A University of Iowa study suggests people working directly with pigs have a greater chance of developing antibodies to influenza viruses found in pigs without developing illness.

The study follows media attention of human infections from avian influenza virus in Asia.

Paul Sundberg, DVM, vice president of science and technology at the National Pork Board, says pork producers and consumers need to know the facts about potential exposure that has sparked growing concerns.

“The investigators’ concern is that if the H5N1 avian flu virus circulating in Asia infects the U.S. swine population, people with occupational exposure to pigs would be at greater risk for transmitting the virus to their surrounding communities,” observes Sundberg. “There is similar concern that swine workers might introduce a flu virus to swine herds, causing outbreaks among swine.”

While those concerns may be theoretically valid, the actual risk now is very low.

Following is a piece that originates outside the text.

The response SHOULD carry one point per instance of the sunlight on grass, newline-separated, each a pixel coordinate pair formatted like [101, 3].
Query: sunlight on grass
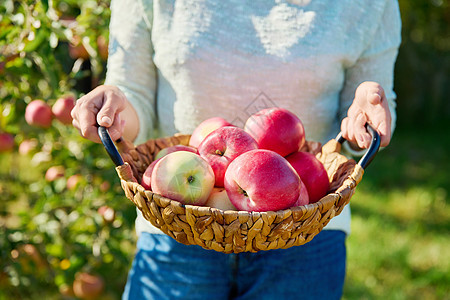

The H5N1 virus is different from swine flu viruses present in the United States. The H5N1 virus has not been detected in the United States. “There is no scientific evidence that the H5N1 (avian influenza) has been transmitted from pig-to-pig or from pig-to-human,” Sundberg notes.

Unlike other parts of the world, U.S. pork production is mostly confined, limiting contact with birds carrying the avian influenza virus. “It is possible for humans to transmit some influenza viruses to pigs, and it’s possible, though not common, for pigs to transmit some influenza viruses to humans,” says Sundberg.

“The University of Iowa study shows people have had contact with the typical influenza virus. However, the study contains no evidence that the workers or veterinarians developed clinical illness or transferred influenza viruses to other people,” he adds.